The patient was then taken to the operating room for the final component of her total aortic replacement in March of 2010. She underwent endovascular exclusion of the residual dissected transverse arch using a 34/30 mm × 15.7 cm proximal taper Zenith TX2 device (Cook Medical Inc, Bloomington, IN) with intentional left subclavian artery coverage (Figure 3); adjunctive left common carotid to left subclavian artery bypass utilizing an 8 mm PTFE graft was performed immediately prior to the endograft portion of the procedure. Proximal and distal landing zones for the endograft were both within existing Dacron grafts rather than LDS aorta. Continuous neurocerebral monitoring with SSEP and MEPs was employed throughout the duration of the procedure. Continuous TEE monitoring was also utilized. Post-deployment SSEPs and MEPs were unchanged from baseline. The patient recovered uneventfully and was discharged on postoperative day number 2. The need for a second episode of circulatory arrest was avoided by utilizing landing zones, both proximal and distal, within Dacron graft. The patient continues to do well now 10 months status-post her completed total aortic replacement (Figure 4).

Figure 3.

Figure 3

Intraoperative fluoroscopic images pre- (A), during (B), and post- (C) Zenith TX2 deployment for endovascular exclusion of the residual dissected transverse arch, with intentional left subclavian artery coverage. A patent left carotid-subclavian artery bypass, performed immediately prior to endograft introduction, is well visualized in (C).

Figure 4.

Figure 4

3D CTA 6 months following completed total aortic replacement.

Comment

In comparison to the Marfan syndrome, Loeys-Dietz syndrome (LDS) manifests with an even more aggressive arteriopathy and total aortic replacement is certain to become a recognized treatment of this disorder, especially in those patients who are not diagnosed until after suffering an aortic dissection event. As such, this report describes a novel approach to total aortic replacement in an LDS patient status post prior Type A dissection repair and with descending/thoracoabdominal pathology that required treatment antecedent to root/arch pathology. We feel the approach described represents a viable option that avoids the need for DHCA as part of the second stage repair. Another option for this patient would have been a first stage open thoracoabdominal repair using a reverse elephant trunk technique [6], with the reverse elephant trunk subsequently used at the second operation for open total arch replacement in conjunction with root replacement. This represents a larger second stage procedure, which presumably carries a higher perioperative risk, even in a young otherwise healthy patient such as the one presented. The Zenith endograft utilized in this case is a Dacron-lined stent graft and thus functionally results in an identical result albeit at a lower risk to the patient. However, we fully acknowledge the lack of long-term follow-up data after thoracic endovascular aortic repair to substantiate this approach.

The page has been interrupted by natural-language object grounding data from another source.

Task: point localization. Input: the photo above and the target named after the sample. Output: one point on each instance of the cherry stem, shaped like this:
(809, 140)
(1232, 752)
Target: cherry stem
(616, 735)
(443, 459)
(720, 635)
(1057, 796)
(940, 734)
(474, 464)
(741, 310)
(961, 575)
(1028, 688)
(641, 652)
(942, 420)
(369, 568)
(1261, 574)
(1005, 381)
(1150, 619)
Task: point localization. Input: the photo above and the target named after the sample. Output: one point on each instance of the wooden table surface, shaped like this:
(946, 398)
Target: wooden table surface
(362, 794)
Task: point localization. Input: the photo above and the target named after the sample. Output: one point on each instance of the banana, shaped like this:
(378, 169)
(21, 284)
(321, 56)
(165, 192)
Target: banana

Another novel aspect of this case was that a valve-sparing aortic root replacement was performed after prior supracoronary ascending replacement; this has not been previously reported in an LDS patient. Given the patient's young age and normally functioning trileaflet aortic valve, this was felt to represent the best treatment option for her root pathology. Similar to our previously reported case [3], the side branch technique for arch and visceral vessel re-implantation was used to avoid the known risk of patch pseudoaneurysm formation in other high-risk connective tissue disease populations [7]. The risk of continued arterial dilation due to the progressive nature of LDS predisposes to stent graft failure if native aorta is used for landing/fixation zones, and we consider Loeys-Dietz syndrome to be a contraindication to thoracic endovascular aortic repair [8] unless both proximal and distal stent graft landing zones are within existing Dacron grafts as in the case presented.

As individualized operative approaches are developed using modern adjuncts, and the natural history of LDS continues to be described, critical management strategies include genetic testing, screening of family members, and meticulous aortic surveillance with a low threshold for early surgical intervention.